The 52nd NATO Defense College Academic Advisory Board meeting
On 24-25 November 2022, the NATO Defense College Academic Advisory Board convened its 52nd annual meeting, in Rome, Italy. The Board aims to advise the Commandant on ways in which to improve the academic, research and outreach activities of the College, to enhance links with NATO HQ and Allied Command Transformation, and to ensure that NDC outreach strategies contribute to those of the Alliance.
In his role of Chair of the NATO Military Committee, Admiral Rob Bauer presides over the NATO Defense College Academic Advisory Board (AAB), which plays a fundamental role in support of the NDC’s commitments. Opening the meeting, Admiral Bauer reiterated the objectives of the Board, especially to advise the Commandant on ways to improve the College’s activities as well as provide direction and guidance for its engagements and its research work plan.
The Board received an update from the NDC Research Division, which provides NATO's senior leaders with sound and timely analyses and recommendations on issues pertinent to the Alliance.
Admiral Bauer highlighted the significant role the NDC plays in the education of NATO’s future leaders, be it military or civilian, while underlining the importance of remaining relevant. “The new security environment requires the NDC’s curriculum to be flexible and reflect a whole-of-government, and even a whole-of-society approach. Now, very much like the Alliance, we need to make sure that the College remains fit-for-our pose and responsive to today’s and tomorrow’s challenges”, he added.

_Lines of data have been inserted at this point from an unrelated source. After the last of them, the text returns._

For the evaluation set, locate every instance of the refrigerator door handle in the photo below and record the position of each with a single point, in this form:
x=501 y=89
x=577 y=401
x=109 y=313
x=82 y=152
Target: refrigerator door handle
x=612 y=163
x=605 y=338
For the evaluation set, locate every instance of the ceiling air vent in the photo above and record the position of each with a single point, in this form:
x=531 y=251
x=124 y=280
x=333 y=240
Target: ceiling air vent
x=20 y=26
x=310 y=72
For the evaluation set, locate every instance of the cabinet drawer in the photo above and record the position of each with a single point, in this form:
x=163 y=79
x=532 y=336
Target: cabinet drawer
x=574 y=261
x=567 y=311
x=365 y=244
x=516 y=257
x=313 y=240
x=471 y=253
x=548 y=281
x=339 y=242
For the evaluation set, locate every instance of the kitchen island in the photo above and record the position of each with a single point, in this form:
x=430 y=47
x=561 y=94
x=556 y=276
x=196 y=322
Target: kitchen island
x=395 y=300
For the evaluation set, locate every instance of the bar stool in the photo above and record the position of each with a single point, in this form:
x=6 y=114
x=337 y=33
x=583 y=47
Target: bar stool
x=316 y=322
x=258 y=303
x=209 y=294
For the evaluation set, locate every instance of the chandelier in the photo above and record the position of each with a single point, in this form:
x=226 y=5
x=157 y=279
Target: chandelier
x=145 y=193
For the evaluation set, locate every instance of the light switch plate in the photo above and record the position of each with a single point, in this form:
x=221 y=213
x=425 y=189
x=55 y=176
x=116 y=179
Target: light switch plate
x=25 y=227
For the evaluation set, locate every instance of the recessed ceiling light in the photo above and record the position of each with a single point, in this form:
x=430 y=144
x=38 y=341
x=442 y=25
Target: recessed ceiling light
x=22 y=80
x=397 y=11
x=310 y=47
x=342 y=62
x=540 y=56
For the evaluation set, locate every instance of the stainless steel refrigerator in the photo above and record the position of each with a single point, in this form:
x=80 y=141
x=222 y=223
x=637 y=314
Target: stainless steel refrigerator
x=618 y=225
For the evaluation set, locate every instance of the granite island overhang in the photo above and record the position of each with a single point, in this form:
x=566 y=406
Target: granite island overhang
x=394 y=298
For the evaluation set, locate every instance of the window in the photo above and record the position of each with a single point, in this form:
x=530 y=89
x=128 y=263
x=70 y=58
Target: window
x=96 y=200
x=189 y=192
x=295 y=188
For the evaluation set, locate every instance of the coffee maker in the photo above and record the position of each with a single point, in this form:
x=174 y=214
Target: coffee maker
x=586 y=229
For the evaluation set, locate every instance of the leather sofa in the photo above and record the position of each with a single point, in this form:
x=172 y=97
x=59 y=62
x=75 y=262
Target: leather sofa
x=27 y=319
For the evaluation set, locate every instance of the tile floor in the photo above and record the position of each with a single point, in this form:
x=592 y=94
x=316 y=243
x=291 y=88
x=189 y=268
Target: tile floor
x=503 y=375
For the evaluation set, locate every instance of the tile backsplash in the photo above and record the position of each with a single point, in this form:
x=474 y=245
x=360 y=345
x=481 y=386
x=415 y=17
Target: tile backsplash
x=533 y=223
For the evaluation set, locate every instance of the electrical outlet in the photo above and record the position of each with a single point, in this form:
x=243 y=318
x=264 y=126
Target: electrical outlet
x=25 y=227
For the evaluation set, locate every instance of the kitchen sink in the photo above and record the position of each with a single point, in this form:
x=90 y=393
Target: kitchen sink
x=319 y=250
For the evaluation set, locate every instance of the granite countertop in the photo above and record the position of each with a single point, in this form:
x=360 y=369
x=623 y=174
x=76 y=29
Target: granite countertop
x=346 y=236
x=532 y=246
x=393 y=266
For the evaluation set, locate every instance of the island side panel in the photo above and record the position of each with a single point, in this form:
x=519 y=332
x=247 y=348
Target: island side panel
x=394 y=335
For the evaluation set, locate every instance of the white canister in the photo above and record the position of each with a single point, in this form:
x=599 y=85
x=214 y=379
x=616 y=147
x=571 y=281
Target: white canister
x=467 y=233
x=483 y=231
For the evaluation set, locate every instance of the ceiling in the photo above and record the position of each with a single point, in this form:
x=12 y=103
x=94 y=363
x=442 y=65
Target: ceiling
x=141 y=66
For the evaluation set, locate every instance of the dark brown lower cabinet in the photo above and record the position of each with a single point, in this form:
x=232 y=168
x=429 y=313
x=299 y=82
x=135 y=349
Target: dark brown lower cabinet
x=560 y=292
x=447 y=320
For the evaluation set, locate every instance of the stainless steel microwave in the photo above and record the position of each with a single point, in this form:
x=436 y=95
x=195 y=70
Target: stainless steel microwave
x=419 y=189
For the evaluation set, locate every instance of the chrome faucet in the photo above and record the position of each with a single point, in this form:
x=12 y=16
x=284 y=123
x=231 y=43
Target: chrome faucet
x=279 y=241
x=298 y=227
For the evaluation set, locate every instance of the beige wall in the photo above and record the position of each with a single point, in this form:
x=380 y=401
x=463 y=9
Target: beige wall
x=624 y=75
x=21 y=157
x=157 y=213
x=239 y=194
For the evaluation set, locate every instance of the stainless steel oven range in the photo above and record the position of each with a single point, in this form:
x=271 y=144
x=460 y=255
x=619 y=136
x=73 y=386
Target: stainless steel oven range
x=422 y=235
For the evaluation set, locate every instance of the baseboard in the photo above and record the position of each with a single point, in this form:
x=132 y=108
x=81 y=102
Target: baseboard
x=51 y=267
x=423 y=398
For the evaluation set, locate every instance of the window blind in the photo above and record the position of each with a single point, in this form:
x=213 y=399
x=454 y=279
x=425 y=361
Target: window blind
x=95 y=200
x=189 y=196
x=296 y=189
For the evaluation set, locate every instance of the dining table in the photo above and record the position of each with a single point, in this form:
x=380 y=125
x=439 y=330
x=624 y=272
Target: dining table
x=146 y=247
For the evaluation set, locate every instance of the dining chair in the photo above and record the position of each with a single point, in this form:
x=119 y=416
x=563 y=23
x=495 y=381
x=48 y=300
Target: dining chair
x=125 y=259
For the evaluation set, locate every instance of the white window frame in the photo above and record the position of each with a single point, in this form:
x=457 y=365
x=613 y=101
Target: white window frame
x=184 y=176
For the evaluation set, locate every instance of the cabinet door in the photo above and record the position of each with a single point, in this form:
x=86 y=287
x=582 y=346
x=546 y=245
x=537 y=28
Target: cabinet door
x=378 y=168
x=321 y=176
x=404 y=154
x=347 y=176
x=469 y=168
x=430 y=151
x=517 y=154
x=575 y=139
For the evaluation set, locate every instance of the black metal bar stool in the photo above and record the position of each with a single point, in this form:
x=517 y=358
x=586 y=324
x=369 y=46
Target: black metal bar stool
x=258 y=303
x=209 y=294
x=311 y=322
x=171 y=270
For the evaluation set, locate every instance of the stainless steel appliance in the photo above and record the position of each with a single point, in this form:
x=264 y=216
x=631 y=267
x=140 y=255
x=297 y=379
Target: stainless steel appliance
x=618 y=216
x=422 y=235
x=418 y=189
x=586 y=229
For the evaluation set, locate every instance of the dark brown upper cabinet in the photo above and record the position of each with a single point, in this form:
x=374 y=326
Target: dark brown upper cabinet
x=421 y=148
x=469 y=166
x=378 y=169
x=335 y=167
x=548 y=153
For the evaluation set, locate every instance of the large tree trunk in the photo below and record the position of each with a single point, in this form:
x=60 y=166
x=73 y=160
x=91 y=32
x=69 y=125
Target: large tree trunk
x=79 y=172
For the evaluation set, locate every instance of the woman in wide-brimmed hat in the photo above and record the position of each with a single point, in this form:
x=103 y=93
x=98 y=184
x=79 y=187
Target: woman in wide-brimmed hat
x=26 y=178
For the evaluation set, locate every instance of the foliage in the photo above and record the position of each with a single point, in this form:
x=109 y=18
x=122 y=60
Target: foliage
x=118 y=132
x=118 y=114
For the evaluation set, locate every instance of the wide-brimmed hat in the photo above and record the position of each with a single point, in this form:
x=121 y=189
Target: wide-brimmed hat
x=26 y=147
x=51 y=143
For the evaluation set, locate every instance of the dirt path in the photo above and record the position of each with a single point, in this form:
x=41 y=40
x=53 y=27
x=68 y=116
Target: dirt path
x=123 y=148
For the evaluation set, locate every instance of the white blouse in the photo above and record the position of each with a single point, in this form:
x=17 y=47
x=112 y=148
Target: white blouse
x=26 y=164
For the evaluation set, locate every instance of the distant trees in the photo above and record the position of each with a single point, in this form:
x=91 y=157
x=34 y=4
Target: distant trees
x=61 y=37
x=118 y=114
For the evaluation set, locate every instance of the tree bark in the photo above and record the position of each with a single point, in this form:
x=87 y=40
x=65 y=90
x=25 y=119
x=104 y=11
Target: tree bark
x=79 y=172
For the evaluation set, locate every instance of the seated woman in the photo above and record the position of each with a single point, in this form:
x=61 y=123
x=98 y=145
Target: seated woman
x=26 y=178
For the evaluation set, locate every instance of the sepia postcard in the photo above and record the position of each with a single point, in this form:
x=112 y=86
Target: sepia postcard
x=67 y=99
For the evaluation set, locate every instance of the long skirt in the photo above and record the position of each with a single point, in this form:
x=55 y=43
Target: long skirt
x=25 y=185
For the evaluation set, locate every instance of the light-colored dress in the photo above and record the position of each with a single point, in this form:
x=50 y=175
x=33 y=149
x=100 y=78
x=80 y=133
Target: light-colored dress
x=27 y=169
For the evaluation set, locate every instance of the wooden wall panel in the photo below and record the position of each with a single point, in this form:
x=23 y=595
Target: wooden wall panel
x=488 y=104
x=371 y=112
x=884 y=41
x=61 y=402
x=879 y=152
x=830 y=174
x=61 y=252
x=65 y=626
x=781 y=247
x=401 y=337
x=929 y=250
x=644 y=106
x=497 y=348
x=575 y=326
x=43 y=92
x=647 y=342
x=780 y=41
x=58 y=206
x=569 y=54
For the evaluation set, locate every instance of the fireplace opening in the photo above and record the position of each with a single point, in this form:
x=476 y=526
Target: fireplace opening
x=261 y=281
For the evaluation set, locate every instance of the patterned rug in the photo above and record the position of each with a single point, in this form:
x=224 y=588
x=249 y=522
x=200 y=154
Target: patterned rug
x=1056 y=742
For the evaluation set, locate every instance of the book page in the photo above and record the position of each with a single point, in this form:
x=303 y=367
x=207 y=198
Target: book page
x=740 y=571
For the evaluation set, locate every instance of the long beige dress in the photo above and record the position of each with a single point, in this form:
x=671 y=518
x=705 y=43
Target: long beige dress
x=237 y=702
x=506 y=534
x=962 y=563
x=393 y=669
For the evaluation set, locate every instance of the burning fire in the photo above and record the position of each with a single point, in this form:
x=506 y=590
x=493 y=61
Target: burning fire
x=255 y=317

The Chair continued by reiterating his conviction for life-long education, “I am a firm believer that education and learning are something that should be continued throughout our lifetime and there is always more to learn”.
Admiral Bauer pursued his programme at the NDC with a lecture to the Generals, Flag Officers and Ambassadors Course on the “New Strategic Concept and the Alliance’s Answer to Current and Future Challenges”. Participants included military and civilians representatives from 34 NATO and Partner Nations. “Together, NATO Allies and Partners have learned that what unites us is far bigger than what divides us. We have built our diversity into our biggest strength. We see together what we cannot see alone. We do together what we cannot do alone”, he concluded.